Date: Wed, 22 Apr 1998 12:19:18 -0400
From: Larry Horn
Subject: Re: Pomo

At 6:06 AM -0400 4/22/98, Bapopik wrote:
> Where am I? New York City? Must be!
> I was invited to the 10th anniversary party for New York Press this
>Friday. This "Best of the Mail" is in New York Press, 10th anniversary issue,
>April 22-28, 1998, page 32, col. 2-3:
>
>Postmodern, to You
>AFTER READING JOHN STRAUSBAUGH'S cover story, "World World" (7/15), I am more
>confused than ever about semiotics, Marshall Blonsky and Strausbaugh. It is
>written over the head of an average reader like myself with technobabble and
>obfuscation.
> For example, what is pomo? I cannot find this word in any of the
>standard dictionaries I consulted. The article uses the word on page 13,
>column two, and elsewhere. Even the context does not explain it: "movies, tv,
>magazine ads, pomo art, et al." What is it--a bird, a plane, an esophagus
>(remember Mark Twain's use of esophagus?)? Can Blonsky give us an explanation
>in understandable plain English? And why can't Strausbaugh favor his reader
>with a definition, or is he, too, trying to perplex his readers?

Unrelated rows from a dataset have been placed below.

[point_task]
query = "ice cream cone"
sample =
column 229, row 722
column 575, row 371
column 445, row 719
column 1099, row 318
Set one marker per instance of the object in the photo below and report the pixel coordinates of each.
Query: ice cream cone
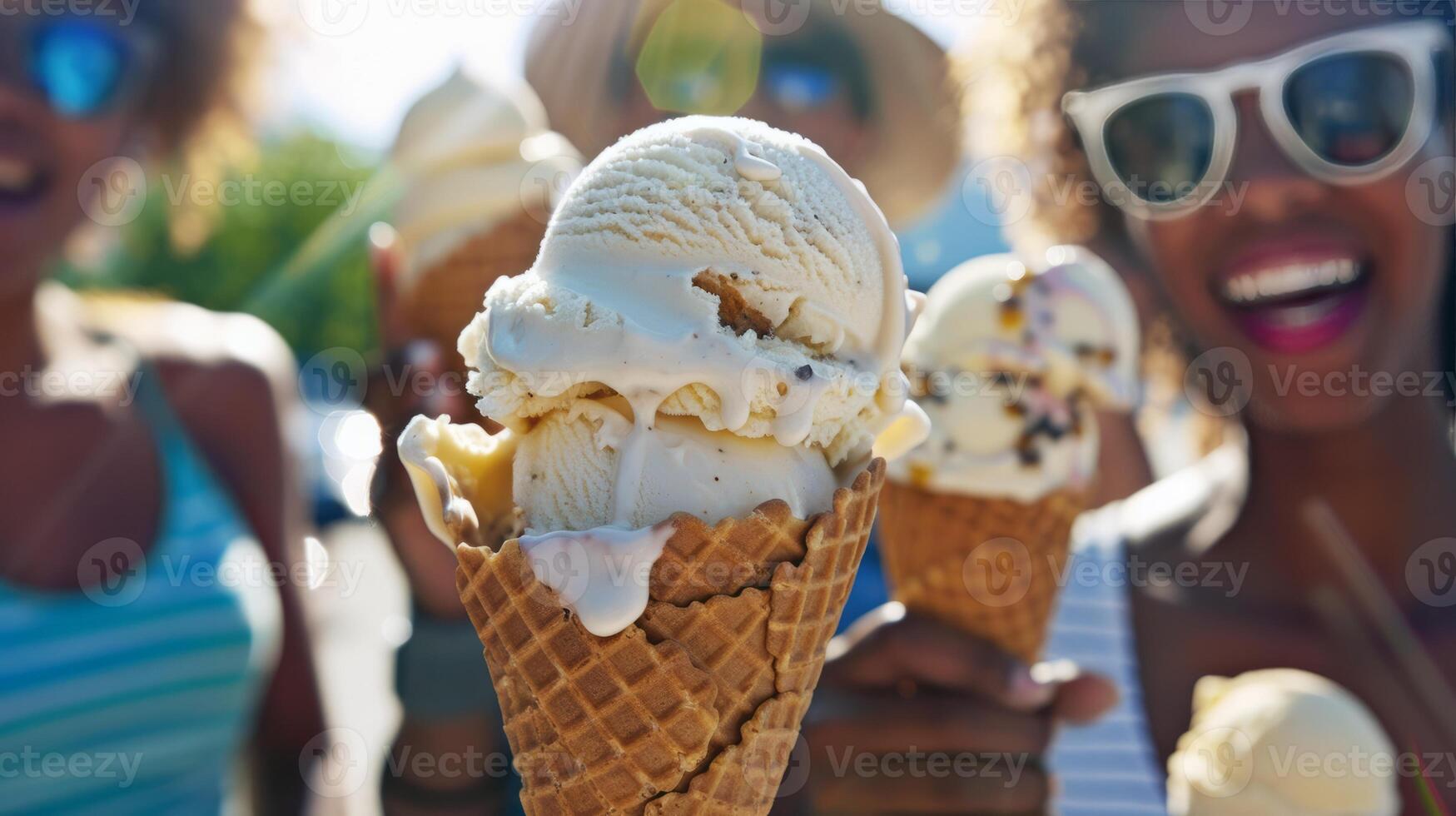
column 696, row 705
column 986, row 565
column 450, row 291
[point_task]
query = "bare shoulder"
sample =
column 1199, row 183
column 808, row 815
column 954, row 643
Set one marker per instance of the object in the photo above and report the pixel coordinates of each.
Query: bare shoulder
column 229, row 376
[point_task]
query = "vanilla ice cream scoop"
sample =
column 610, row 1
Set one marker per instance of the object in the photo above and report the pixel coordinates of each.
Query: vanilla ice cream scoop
column 567, row 468
column 715, row 321
column 1281, row 742
column 1009, row 361
column 708, row 267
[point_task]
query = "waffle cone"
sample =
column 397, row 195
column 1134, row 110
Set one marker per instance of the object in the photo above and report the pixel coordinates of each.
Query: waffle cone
column 986, row 565
column 696, row 705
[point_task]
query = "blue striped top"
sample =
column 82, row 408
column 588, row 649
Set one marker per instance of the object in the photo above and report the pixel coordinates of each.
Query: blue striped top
column 137, row 694
column 1110, row 767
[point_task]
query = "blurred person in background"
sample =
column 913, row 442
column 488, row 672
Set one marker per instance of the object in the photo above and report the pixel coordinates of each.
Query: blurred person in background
column 480, row 172
column 1269, row 184
column 858, row 81
column 147, row 500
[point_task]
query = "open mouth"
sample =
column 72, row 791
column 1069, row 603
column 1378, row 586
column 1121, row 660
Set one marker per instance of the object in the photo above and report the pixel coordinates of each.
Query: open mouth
column 1296, row 302
column 22, row 182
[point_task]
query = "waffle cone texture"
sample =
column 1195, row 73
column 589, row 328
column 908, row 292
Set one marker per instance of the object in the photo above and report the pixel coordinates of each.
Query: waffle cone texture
column 696, row 705
column 989, row 567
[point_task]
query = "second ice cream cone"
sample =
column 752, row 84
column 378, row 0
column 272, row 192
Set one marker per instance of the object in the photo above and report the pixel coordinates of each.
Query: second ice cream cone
column 986, row 565
column 1011, row 361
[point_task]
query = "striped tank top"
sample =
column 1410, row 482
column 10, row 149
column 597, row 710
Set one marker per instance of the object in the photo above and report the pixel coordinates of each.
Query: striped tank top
column 1111, row 767
column 139, row 693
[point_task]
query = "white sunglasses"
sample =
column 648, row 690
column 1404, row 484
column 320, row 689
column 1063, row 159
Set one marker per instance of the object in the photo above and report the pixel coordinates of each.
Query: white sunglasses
column 1349, row 110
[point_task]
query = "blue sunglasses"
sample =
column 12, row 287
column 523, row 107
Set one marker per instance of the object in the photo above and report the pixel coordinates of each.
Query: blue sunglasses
column 82, row 67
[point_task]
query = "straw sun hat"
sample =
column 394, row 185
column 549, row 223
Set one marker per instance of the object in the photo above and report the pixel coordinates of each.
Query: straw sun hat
column 577, row 48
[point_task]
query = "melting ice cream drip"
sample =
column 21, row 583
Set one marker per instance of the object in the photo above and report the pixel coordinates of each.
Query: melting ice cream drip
column 602, row 573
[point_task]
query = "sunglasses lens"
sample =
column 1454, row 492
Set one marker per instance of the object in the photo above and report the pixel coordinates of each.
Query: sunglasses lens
column 77, row 66
column 1160, row 146
column 1351, row 108
column 800, row 87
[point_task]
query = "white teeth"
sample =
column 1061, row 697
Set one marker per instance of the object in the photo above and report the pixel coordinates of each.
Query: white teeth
column 1294, row 279
column 15, row 175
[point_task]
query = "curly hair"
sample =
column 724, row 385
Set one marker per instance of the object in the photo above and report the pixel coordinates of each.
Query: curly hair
column 1015, row 81
column 201, row 82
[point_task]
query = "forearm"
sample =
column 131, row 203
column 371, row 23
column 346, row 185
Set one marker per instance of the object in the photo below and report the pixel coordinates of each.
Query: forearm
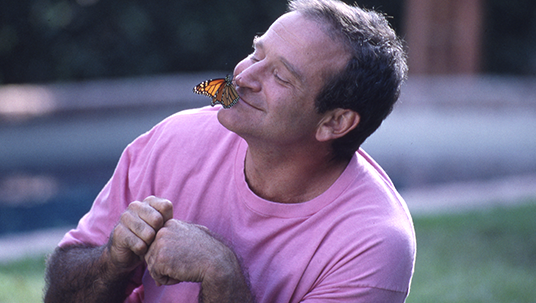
column 84, row 274
column 228, row 283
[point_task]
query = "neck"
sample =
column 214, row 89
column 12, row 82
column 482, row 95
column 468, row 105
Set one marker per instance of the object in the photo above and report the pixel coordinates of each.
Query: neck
column 291, row 176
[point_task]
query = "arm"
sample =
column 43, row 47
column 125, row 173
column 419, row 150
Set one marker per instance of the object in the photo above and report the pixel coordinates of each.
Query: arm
column 188, row 252
column 102, row 273
column 85, row 274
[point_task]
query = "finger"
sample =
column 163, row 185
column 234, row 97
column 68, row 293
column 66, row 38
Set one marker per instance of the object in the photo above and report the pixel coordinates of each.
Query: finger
column 163, row 206
column 142, row 220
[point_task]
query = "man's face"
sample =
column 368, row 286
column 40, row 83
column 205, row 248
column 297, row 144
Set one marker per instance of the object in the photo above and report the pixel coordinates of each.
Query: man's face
column 279, row 81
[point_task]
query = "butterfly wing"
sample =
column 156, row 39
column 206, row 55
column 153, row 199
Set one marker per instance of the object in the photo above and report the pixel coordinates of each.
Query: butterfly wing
column 221, row 91
column 229, row 95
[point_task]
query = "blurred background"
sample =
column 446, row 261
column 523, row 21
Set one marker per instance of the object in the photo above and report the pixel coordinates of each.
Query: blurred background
column 81, row 79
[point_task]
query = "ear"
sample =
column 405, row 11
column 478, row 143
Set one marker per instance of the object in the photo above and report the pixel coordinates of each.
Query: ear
column 336, row 123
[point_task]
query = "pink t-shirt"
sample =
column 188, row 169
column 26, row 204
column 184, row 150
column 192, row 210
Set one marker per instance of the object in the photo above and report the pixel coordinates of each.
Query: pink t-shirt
column 353, row 243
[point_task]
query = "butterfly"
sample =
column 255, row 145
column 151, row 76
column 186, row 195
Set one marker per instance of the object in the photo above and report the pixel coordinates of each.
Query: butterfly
column 221, row 91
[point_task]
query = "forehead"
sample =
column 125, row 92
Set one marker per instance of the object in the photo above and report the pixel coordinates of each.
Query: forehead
column 304, row 44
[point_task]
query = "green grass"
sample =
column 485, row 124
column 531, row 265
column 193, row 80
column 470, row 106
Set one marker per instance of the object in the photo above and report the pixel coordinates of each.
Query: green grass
column 22, row 281
column 485, row 256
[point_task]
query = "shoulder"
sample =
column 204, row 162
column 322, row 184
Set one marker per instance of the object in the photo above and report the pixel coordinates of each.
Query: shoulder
column 373, row 229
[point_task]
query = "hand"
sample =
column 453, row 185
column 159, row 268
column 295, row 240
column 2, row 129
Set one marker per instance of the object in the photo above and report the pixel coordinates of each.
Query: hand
column 187, row 252
column 136, row 231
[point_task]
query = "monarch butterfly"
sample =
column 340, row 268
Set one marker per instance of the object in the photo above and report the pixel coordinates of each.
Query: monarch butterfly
column 221, row 91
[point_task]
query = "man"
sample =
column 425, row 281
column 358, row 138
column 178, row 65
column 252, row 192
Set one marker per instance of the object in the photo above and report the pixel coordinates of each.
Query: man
column 267, row 201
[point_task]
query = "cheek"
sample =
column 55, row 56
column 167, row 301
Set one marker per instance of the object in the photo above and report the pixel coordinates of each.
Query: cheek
column 241, row 66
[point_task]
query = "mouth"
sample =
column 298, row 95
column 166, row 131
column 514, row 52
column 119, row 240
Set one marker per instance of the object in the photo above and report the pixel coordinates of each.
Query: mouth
column 241, row 100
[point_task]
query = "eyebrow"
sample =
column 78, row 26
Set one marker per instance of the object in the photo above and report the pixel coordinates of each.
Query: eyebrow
column 258, row 43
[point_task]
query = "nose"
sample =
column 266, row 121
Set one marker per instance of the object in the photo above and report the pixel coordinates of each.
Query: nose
column 247, row 75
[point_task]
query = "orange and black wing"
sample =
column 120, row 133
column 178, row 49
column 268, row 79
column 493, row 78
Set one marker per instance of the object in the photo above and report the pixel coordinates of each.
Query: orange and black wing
column 221, row 91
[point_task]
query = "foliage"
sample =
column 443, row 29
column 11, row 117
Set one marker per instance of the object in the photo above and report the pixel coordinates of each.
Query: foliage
column 51, row 40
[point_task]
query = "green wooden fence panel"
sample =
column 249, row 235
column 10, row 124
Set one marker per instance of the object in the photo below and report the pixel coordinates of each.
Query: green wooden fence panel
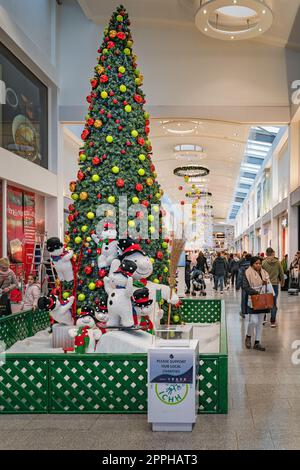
column 201, row 311
column 93, row 383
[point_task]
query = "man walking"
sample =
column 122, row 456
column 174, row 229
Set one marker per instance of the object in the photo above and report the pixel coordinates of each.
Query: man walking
column 273, row 267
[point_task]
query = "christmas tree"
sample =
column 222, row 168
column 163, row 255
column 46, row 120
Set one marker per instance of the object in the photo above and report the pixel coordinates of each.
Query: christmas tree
column 114, row 162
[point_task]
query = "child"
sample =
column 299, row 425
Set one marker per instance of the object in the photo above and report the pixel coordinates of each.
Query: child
column 31, row 294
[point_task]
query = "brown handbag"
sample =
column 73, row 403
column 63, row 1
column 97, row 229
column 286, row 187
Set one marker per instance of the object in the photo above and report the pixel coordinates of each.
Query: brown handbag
column 262, row 301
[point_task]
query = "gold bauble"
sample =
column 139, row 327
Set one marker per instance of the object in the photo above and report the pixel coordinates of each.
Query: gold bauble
column 83, row 196
column 98, row 123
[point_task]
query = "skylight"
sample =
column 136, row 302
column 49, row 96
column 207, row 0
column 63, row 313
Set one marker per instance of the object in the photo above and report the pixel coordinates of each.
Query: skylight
column 259, row 145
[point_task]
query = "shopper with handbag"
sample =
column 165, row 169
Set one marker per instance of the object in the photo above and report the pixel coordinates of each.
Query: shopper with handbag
column 8, row 282
column 257, row 285
column 273, row 267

> I am on the staff of the Oxford English Dictionary. Unless he can
>explain it, it will never be an English word. A nonce word, yes, and even
>gibberish, but not English.
> DAVID SHULMAN, Manhattan
> Aug. 12, 1992
>


I take it Mr. Shulman hasn't caught any performances of the Pomo Afro
Homos. (If he read the Times as well as New York Press, he wouldn't have
needed to ask.) ANd I must say, he doesn't SOUND like someone on the staff
of the OED. ("I've never heard it, so it must be gibberish" indeed.)